Rocinante ist weiterhin auf Ihrem Weg in Richtung großer Sprung über den großen Teich, auch wenn es noch etwas hin ist. Im Moment befinden sich die Fünf auf Fuerteventura und insbesondere Susanna schreibt fleißig Berichte über ihre Erlebnisse.
Ich schulde Dir noch einen Bericht über unsere Zeit in der Bretagne, meine einhand Segelerfahrung von Brest nach Terceira, Azoren und unserer Reise von den Azoren zurück nach kontinental Portugal.

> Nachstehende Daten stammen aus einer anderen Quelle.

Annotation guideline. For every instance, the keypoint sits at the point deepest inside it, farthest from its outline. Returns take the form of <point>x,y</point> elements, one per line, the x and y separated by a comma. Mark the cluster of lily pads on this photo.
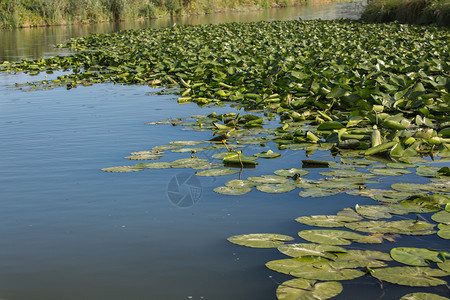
<point>376,95</point>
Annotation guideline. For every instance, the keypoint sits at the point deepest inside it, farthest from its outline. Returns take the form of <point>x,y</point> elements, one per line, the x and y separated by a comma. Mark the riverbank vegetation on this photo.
<point>24,13</point>
<point>408,11</point>
<point>371,99</point>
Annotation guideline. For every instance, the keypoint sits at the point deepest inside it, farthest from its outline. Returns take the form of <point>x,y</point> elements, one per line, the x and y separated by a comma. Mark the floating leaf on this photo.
<point>417,256</point>
<point>365,258</point>
<point>232,191</point>
<point>268,179</point>
<point>441,217</point>
<point>300,250</point>
<point>422,296</point>
<point>410,276</point>
<point>329,237</point>
<point>122,169</point>
<point>260,240</point>
<point>302,289</point>
<point>327,220</point>
<point>217,172</point>
<point>268,154</point>
<point>291,172</point>
<point>276,188</point>
<point>389,172</point>
<point>409,227</point>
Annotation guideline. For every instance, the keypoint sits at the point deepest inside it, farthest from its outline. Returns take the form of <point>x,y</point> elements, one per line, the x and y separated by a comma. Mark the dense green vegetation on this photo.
<point>374,95</point>
<point>16,13</point>
<point>408,11</point>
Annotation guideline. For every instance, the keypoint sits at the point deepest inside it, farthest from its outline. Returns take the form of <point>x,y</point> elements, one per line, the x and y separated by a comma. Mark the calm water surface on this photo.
<point>71,231</point>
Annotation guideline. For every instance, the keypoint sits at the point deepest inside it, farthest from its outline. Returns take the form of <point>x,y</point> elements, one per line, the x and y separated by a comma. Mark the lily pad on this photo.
<point>267,154</point>
<point>422,296</point>
<point>303,249</point>
<point>417,256</point>
<point>122,169</point>
<point>329,237</point>
<point>408,227</point>
<point>260,240</point>
<point>268,179</point>
<point>441,217</point>
<point>410,276</point>
<point>291,172</point>
<point>302,289</point>
<point>332,221</point>
<point>217,172</point>
<point>389,172</point>
<point>225,190</point>
<point>317,192</point>
<point>365,258</point>
<point>276,188</point>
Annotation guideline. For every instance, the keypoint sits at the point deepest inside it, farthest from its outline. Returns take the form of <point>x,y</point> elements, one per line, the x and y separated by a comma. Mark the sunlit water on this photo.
<point>71,231</point>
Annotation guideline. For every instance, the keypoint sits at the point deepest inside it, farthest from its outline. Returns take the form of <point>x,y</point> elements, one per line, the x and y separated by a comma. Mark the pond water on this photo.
<point>71,231</point>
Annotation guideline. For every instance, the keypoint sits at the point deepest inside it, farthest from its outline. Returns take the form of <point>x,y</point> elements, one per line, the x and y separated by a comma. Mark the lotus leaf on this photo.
<point>427,171</point>
<point>417,256</point>
<point>317,192</point>
<point>410,276</point>
<point>276,188</point>
<point>122,169</point>
<point>300,250</point>
<point>365,258</point>
<point>444,231</point>
<point>268,179</point>
<point>302,289</point>
<point>389,172</point>
<point>260,240</point>
<point>441,217</point>
<point>154,165</point>
<point>422,296</point>
<point>327,220</point>
<point>408,227</point>
<point>329,237</point>
<point>268,154</point>
<point>217,172</point>
<point>232,191</point>
<point>291,172</point>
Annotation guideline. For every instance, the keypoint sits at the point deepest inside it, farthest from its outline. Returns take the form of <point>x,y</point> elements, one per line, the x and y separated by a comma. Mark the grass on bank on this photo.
<point>408,11</point>
<point>24,13</point>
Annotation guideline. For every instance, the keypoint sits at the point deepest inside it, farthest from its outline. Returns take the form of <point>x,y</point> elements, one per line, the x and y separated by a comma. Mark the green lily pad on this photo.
<point>445,266</point>
<point>276,188</point>
<point>427,171</point>
<point>217,172</point>
<point>408,227</point>
<point>410,276</point>
<point>441,217</point>
<point>417,256</point>
<point>260,240</point>
<point>422,296</point>
<point>332,221</point>
<point>302,289</point>
<point>268,179</point>
<point>365,258</point>
<point>122,169</point>
<point>329,237</point>
<point>303,249</point>
<point>154,165</point>
<point>291,172</point>
<point>317,192</point>
<point>389,172</point>
<point>268,154</point>
<point>225,190</point>
<point>444,231</point>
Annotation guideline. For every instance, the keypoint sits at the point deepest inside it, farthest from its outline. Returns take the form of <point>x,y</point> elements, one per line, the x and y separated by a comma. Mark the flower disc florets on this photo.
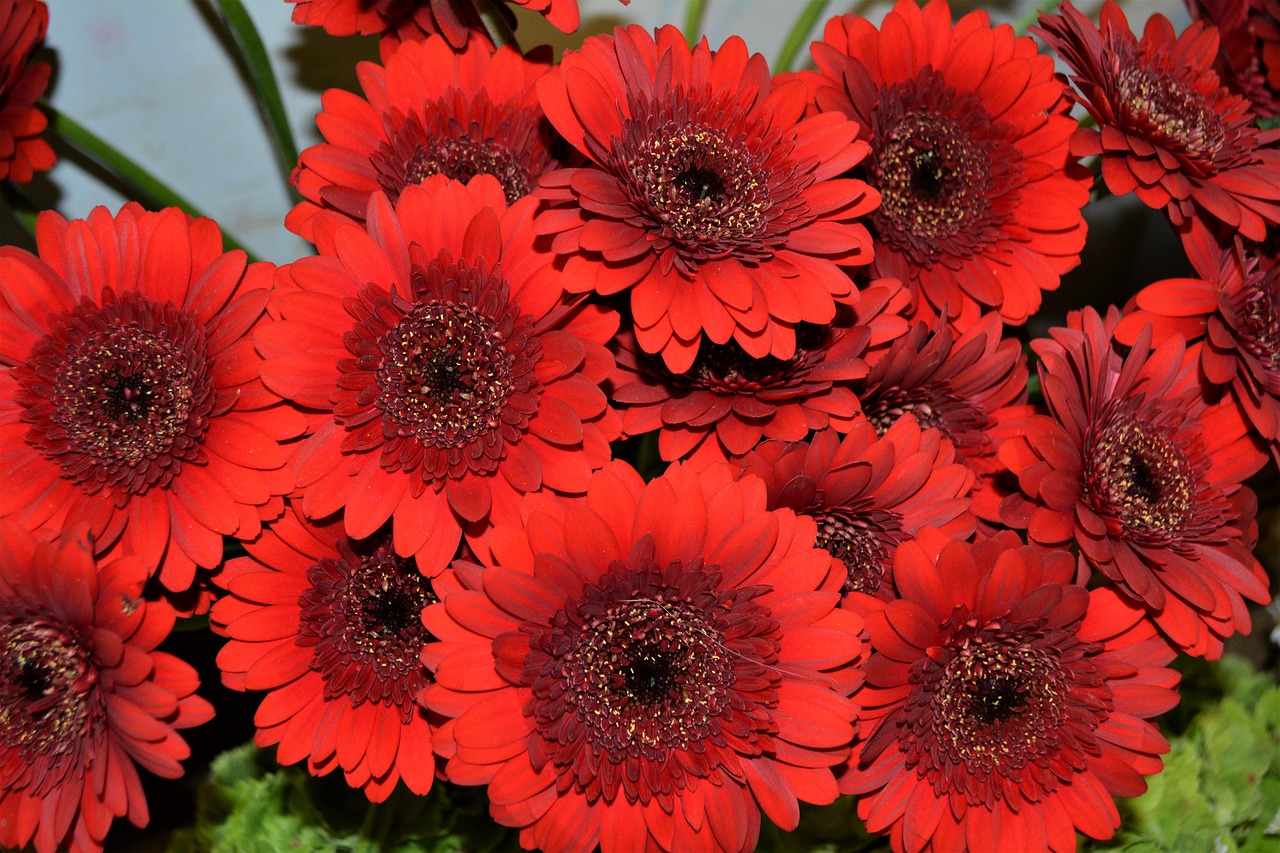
<point>119,395</point>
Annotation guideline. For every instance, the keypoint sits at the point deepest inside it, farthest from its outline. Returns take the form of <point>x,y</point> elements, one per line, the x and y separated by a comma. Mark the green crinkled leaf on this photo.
<point>252,806</point>
<point>1220,789</point>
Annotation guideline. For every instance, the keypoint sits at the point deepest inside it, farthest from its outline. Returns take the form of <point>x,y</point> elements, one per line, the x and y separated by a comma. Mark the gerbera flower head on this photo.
<point>969,132</point>
<point>132,396</point>
<point>1248,56</point>
<point>727,401</point>
<point>970,387</point>
<point>708,195</point>
<point>868,493</point>
<point>446,373</point>
<point>1137,469</point>
<point>22,83</point>
<point>1233,313</point>
<point>85,698</point>
<point>429,112</point>
<point>1005,706</point>
<point>332,629</point>
<point>1166,129</point>
<point>648,666</point>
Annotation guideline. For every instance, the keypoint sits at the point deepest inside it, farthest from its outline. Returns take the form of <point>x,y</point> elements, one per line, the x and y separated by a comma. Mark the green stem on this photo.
<point>694,21</point>
<point>23,211</point>
<point>499,32</point>
<point>257,64</point>
<point>1023,23</point>
<point>144,186</point>
<point>799,33</point>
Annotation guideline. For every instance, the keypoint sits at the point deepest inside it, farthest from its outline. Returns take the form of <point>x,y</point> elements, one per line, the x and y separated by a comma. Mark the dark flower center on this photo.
<point>726,368</point>
<point>46,676</point>
<point>711,185</point>
<point>944,169</point>
<point>1001,707</point>
<point>699,185</point>
<point>1170,114</point>
<point>641,679</point>
<point>119,395</point>
<point>1139,475</point>
<point>460,138</point>
<point>1257,318</point>
<point>444,374</point>
<point>862,539</point>
<point>364,616</point>
<point>451,370</point>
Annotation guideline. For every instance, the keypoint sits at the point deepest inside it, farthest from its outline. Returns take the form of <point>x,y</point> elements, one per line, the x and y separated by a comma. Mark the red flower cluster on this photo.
<point>1166,129</point>
<point>708,197</point>
<point>969,131</point>
<point>1005,705</point>
<point>1144,477</point>
<point>132,396</point>
<point>648,666</point>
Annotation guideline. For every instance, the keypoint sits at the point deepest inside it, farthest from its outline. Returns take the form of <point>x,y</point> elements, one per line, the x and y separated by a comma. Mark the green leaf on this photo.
<point>252,806</point>
<point>798,33</point>
<point>140,185</point>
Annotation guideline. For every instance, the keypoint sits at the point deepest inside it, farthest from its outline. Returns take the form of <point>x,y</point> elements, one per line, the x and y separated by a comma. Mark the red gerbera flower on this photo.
<point>1248,58</point>
<point>709,196</point>
<point>429,112</point>
<point>412,19</point>
<point>972,388</point>
<point>1166,129</point>
<point>332,628</point>
<point>1235,310</point>
<point>447,374</point>
<point>22,82</point>
<point>649,667</point>
<point>727,401</point>
<point>1004,705</point>
<point>85,699</point>
<point>868,493</point>
<point>132,398</point>
<point>969,131</point>
<point>1144,477</point>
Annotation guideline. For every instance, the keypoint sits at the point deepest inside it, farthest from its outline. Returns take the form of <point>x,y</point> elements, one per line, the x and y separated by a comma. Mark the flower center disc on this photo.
<point>1138,475</point>
<point>440,383</point>
<point>364,616</point>
<point>727,369</point>
<point>944,170</point>
<point>699,169</point>
<point>862,541</point>
<point>444,375</point>
<point>1002,708</point>
<point>1171,115</point>
<point>1257,310</point>
<point>648,665</point>
<point>119,395</point>
<point>460,138</point>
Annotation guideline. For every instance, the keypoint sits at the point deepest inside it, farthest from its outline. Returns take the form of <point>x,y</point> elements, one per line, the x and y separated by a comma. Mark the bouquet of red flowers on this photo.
<point>656,448</point>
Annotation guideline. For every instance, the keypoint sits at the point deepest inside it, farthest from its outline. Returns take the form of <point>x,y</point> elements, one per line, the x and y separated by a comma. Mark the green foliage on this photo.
<point>1220,789</point>
<point>252,806</point>
<point>1220,792</point>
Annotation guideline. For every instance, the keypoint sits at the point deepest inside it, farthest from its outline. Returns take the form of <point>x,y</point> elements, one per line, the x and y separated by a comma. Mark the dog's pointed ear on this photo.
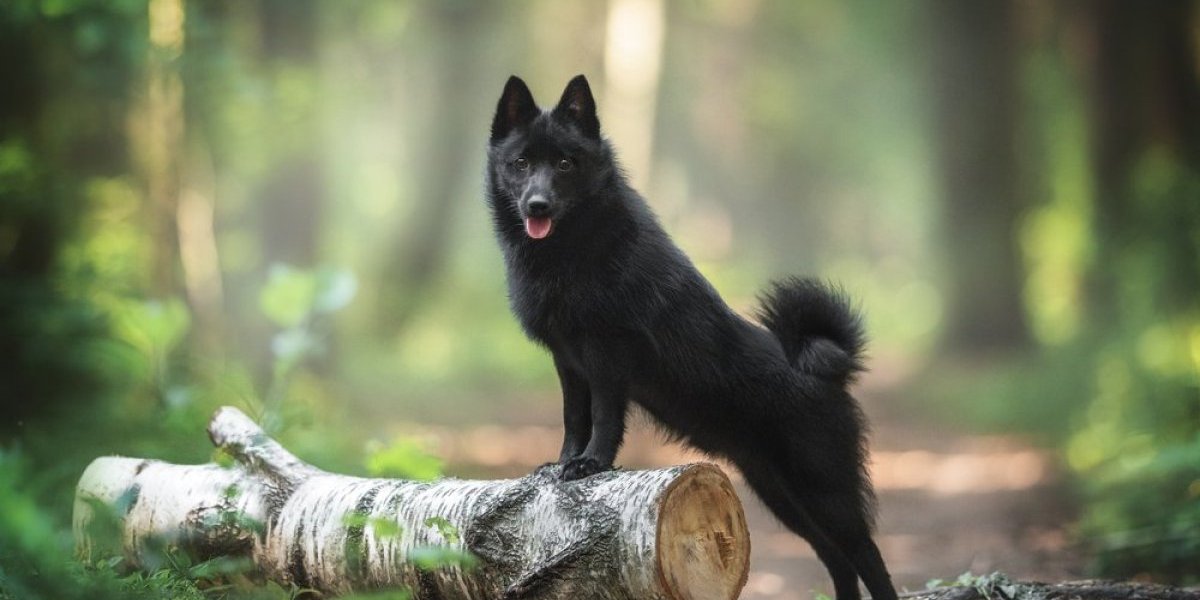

Schau Dir auch schon Mal die Törns im nächsten Jahr an.
Hier also die Bretagne: St. Malo nach Brest
Die bretonische Küste, rau und im Mai morgens noch in leichtem Nebel, ist wunderschön. So viel schon mal vorab.
Wir erwarteten kühle und auch regnerische Tage und dementsprechend wurde auch unsere Kleidung geplant. In dieser Hinsicht enttäuschte uns das Wetter jedoch und die Regenkleidung kam (fast) nicht zum Einsatz. Morgens noch kühl und auch am Abend nach Sonnenuntergang recht frisch standen uns sonnige, fast sommerliche Segeltage, mit fantastischem Wind bevor.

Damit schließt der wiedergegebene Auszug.